I suspect the senator was raised in a manner similar to my upbringing. Be a man. Man up. Believe in yourself. I believe that is why throughout America’s deep dive off the cliff into angry tribalism, I’ve seen Scott conduct himself as a human first. Weaker people who’ve endured what he’s endured in his life would have fallen for the temptation of race.

When Scott was only 7 years old, he lived in a bedroom in his grandparents’ house along with his mother and an older brother. His father, a Vietnam vet, was not in the picture. His mother worked from dawn to 11 p.m. most nights as a nurse. It was Scott’s grandfather, a man who one picked cotton for 50 cents a day, who became his primary influence.

He would tell Scott, who was often teased as a boy, that he could be more than the circumstances he was born into. In the garden, Scott’s grandfather told him that the seed was of far more importance than the soil – ‘Given enough time, a seed will find its way through the hardest concrete.’

I tell that line to the kids in my neighborhood. They may not be country boys like Scott, but that message stays with them. Then I often tell my kids that Scott was a poor student and failed classes. He had to go to summer school and make them up. While on breaks between classes, he would visit the nearby Chick-fil-A and order what he could afford: waffle fries and water.

Yes, the future United States senator was that poor. But here’s the thing: Tim Scott kept moving. He didn’t have much fuel in his body or two nickels to rub together in his pockets, but he kept moving.

Then one day, the owner of Chick-fil-A took notice of Scott and started talking to him.

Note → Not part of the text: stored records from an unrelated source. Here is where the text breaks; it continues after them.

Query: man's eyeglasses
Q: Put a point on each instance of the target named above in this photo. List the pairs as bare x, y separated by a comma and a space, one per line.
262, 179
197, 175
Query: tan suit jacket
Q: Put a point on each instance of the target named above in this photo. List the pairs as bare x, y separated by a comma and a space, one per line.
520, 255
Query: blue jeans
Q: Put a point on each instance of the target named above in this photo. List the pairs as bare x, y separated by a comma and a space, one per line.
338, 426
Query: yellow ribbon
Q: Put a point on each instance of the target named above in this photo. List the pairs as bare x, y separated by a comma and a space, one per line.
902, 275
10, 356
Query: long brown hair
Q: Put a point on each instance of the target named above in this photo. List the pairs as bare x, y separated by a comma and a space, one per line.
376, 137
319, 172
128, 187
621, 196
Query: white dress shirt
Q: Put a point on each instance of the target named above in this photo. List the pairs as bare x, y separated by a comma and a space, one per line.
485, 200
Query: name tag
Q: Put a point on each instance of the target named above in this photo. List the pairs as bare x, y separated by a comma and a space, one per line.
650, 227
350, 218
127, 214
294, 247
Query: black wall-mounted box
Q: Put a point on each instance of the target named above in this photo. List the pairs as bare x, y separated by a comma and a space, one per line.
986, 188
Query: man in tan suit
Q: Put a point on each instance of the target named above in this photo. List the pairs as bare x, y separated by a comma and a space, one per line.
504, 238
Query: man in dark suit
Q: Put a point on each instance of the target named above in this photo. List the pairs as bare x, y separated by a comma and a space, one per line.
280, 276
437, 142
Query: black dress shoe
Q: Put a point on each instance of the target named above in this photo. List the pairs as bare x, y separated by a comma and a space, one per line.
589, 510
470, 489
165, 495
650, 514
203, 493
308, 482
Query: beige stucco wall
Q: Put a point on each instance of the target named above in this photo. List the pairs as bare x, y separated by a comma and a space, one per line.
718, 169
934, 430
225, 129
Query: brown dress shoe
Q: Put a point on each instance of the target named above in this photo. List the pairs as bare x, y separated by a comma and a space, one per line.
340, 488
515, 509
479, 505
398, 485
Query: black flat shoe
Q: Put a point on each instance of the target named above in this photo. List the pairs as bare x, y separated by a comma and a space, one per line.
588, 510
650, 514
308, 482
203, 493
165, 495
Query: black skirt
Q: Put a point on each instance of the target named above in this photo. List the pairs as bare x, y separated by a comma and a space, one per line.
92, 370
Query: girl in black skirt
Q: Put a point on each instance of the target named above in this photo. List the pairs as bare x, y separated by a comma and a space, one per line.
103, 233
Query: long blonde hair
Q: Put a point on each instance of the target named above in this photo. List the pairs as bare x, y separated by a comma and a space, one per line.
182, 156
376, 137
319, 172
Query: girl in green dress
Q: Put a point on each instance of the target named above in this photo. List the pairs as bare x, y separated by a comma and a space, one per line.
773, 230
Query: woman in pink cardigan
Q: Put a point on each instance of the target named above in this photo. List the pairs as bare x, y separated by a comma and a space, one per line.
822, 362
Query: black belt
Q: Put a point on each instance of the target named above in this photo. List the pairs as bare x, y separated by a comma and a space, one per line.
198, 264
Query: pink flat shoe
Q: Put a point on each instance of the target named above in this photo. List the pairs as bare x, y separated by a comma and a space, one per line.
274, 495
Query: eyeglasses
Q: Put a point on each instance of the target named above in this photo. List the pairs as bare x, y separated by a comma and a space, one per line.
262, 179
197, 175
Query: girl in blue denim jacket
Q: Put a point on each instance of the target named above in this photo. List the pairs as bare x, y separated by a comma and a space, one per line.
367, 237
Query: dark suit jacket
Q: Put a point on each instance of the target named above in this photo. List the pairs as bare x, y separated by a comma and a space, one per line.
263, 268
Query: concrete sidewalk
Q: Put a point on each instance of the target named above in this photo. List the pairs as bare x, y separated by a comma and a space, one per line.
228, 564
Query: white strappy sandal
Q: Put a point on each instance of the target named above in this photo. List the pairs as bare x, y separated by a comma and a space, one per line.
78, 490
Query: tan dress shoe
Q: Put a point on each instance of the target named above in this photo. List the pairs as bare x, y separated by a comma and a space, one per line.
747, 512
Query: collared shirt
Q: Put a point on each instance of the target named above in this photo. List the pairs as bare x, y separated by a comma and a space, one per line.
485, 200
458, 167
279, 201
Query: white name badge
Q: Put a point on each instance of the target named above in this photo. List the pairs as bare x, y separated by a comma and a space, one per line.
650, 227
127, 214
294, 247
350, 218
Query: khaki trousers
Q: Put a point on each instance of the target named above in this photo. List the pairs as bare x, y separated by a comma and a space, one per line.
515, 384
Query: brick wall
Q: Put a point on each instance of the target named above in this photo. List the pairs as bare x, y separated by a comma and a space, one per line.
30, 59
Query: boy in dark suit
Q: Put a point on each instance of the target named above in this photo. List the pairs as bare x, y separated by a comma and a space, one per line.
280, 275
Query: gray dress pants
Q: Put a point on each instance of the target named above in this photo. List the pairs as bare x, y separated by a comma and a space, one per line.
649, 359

They eventually became friends and the man told Scott about the business principles he used to succeed. These principles were Scott’s very first introduction to conservatism and I remember him saying, ‘I could think my way out of poverty.’

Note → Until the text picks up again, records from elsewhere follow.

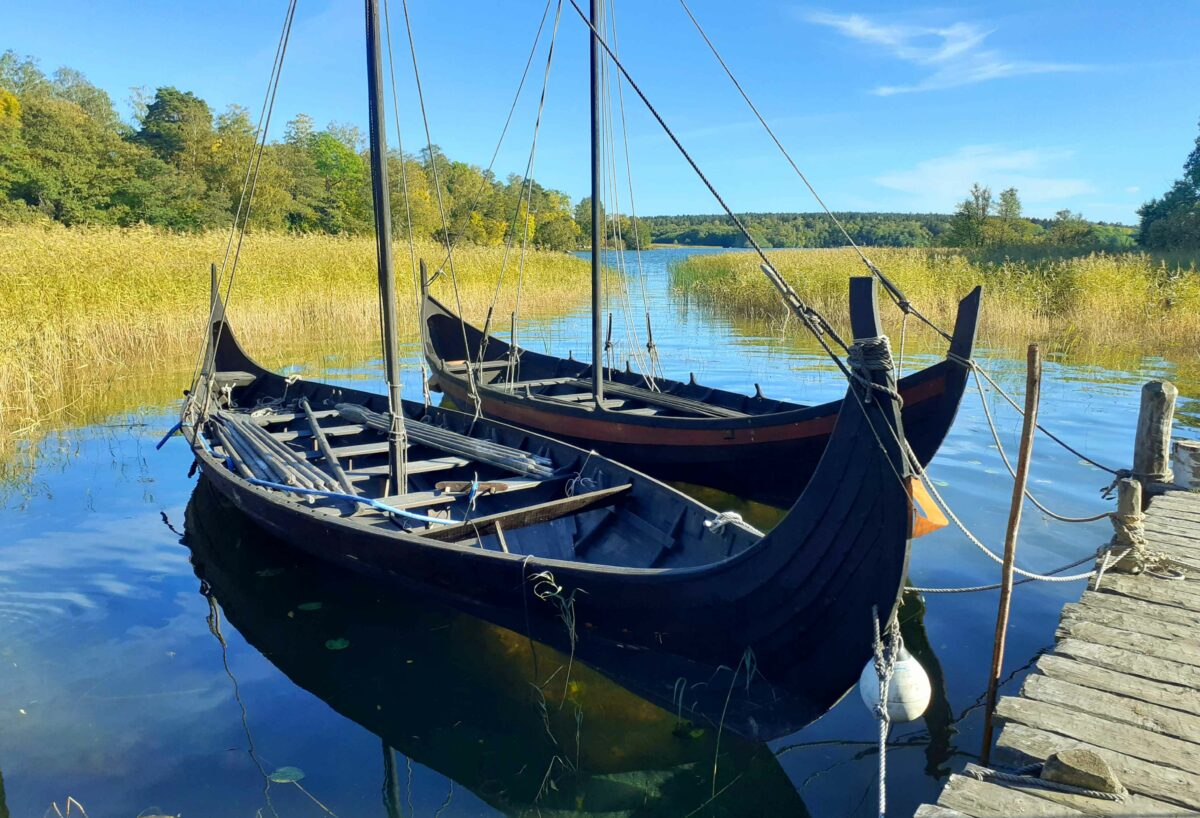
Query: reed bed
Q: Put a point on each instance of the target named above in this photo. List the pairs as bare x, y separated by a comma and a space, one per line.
1096, 301
83, 308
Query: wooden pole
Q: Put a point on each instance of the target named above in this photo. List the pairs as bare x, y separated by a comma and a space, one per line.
1127, 527
1152, 446
1032, 389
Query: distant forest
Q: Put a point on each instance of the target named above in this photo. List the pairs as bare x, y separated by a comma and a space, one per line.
879, 230
67, 156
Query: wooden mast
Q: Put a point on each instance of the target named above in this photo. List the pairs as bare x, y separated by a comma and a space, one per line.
382, 202
597, 329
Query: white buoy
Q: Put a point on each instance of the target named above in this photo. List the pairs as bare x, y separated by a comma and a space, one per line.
909, 691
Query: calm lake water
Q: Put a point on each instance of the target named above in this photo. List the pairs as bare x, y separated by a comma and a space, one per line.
139, 689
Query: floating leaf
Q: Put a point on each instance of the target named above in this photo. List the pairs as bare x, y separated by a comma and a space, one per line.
287, 775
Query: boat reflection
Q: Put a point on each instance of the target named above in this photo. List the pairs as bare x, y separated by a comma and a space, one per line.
526, 728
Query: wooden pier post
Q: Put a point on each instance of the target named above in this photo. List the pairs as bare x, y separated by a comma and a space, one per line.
1186, 464
1152, 446
1128, 527
1032, 389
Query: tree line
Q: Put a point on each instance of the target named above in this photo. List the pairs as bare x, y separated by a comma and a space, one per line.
66, 155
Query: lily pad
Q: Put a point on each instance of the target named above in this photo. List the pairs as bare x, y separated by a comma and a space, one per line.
287, 775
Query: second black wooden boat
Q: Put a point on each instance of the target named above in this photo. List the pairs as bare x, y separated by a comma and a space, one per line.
754, 446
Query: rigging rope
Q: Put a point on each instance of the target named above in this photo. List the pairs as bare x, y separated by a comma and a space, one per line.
972, 365
408, 217
442, 211
893, 290
813, 319
508, 121
651, 348
1000, 447
247, 194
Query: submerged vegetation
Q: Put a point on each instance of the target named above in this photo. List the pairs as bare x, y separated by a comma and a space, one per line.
82, 308
1098, 299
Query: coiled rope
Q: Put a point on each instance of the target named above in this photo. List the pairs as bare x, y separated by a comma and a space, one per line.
887, 650
868, 355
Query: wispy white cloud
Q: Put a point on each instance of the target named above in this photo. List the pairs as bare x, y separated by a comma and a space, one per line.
952, 55
937, 184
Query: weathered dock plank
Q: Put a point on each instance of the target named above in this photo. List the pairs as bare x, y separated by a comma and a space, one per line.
1122, 680
1122, 684
1025, 745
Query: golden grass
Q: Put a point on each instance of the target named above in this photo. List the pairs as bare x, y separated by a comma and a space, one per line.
84, 308
1102, 301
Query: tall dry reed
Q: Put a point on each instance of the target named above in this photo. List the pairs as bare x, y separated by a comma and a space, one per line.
1102, 300
82, 308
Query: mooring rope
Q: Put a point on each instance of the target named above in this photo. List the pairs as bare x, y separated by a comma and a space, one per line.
1003, 457
971, 364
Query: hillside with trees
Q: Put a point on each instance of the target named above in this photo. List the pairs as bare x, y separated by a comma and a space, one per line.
67, 156
1173, 222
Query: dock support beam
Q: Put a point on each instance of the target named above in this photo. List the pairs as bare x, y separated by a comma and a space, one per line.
1032, 392
1128, 527
1152, 446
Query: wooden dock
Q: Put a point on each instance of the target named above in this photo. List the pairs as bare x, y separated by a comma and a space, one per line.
1123, 680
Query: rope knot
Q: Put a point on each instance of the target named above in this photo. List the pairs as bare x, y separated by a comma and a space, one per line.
869, 355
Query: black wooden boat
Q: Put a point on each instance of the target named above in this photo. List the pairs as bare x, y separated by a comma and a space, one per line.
483, 705
630, 559
553, 541
750, 445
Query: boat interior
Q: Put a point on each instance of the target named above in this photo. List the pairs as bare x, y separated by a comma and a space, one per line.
568, 383
496, 488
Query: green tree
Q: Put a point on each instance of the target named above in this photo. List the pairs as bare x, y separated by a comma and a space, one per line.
969, 226
1173, 222
1069, 229
178, 128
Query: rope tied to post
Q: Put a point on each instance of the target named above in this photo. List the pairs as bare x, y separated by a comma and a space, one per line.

That’s gold right there. When I tell my kids that line, I’m putting agency, responsibility, accountability right into their hands. I may be showing them the way but I’m putting their fate into their hands.

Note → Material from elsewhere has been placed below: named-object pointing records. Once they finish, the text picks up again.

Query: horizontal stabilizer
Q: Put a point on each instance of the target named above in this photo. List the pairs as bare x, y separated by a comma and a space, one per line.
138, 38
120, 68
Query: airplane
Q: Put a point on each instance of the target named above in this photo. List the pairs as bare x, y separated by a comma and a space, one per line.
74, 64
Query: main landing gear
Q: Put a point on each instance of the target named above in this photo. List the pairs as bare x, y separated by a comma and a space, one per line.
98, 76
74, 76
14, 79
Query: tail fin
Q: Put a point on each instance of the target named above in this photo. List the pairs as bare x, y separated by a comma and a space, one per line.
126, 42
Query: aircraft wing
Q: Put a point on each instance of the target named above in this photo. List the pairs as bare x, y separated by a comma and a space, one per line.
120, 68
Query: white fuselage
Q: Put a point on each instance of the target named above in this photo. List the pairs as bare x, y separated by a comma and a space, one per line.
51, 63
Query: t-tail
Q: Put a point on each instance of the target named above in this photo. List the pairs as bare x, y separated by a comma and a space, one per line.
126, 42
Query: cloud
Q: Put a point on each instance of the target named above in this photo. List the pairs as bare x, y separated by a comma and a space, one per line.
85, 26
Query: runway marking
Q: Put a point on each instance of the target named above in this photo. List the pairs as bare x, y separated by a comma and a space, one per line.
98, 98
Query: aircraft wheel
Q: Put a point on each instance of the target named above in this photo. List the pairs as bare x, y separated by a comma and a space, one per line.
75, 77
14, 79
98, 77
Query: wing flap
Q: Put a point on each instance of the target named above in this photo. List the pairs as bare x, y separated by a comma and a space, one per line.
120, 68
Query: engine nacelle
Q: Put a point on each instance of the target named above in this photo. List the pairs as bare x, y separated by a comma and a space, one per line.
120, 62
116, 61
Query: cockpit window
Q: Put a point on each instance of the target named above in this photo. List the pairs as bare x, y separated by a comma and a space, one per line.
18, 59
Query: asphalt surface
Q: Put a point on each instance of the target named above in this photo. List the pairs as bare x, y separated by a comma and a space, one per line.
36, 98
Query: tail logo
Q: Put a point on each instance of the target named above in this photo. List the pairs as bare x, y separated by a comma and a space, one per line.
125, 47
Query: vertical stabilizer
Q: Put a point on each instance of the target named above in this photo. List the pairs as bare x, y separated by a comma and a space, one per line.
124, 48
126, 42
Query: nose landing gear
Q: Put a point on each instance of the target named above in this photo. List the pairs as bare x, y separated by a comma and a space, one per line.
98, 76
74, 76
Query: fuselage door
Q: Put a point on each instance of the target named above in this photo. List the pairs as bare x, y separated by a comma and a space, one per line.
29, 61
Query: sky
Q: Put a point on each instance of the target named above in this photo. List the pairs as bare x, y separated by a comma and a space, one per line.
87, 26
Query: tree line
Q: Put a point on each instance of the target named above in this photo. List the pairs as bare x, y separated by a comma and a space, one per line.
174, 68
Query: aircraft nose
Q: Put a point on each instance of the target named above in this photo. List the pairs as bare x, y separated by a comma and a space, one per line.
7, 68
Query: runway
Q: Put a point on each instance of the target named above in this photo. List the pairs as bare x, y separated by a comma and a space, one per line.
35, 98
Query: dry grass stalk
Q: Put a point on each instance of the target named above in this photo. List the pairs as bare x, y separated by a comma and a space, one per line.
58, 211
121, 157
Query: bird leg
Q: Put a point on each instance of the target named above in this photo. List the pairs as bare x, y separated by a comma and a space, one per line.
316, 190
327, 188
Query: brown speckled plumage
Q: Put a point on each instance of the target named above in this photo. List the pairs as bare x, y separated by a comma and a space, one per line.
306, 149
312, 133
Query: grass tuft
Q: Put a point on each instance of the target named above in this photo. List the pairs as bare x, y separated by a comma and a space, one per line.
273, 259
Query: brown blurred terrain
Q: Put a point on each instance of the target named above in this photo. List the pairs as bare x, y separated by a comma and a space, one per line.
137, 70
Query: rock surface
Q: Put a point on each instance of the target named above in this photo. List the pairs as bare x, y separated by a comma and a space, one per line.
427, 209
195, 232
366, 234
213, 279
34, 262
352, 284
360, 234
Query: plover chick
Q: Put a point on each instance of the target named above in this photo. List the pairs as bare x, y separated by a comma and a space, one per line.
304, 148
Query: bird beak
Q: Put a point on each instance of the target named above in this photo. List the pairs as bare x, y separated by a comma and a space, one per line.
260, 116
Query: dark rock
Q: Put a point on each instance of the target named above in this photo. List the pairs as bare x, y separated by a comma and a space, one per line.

I say all of this about his upbringing because I believe that is what grounded him and allowed him to believe in himself. That’s what is missing from so many kids today, that basic belief in themselves to go out, challenge the world, and make something of themselves.

Because guess what? When Scott started to go out into the world, make something of himself by running for student body president at his high school, he faced racism for his conservative beliefs, often from Blacks. Then at college, from Whites.

But Scott never lowered himself down to their level and played the race card. He always responded with his humanity, and that is the lesson I preach to my kids at every possible opportunity. And, personally, I know how hard it is to walk this unorthodox but true path and I feel less lonely when I look to Scott’s example.

Lastly, I tell my kids the reason that Scott has succeeded so high in life is because he believes in something higher and bigger than himself.

Too many Americans have lowered themselves into believing in a tribal identity of some immutable characteristics and the politics that come along with it. But not Tim Scott. He believes in Jesus and says, ‘My life is worthless without Jesus Christ.’ 

It is this belief, along with the belief in the power of our souls to be anything that we dream of being, that keeps King’s dream for all of us from dying.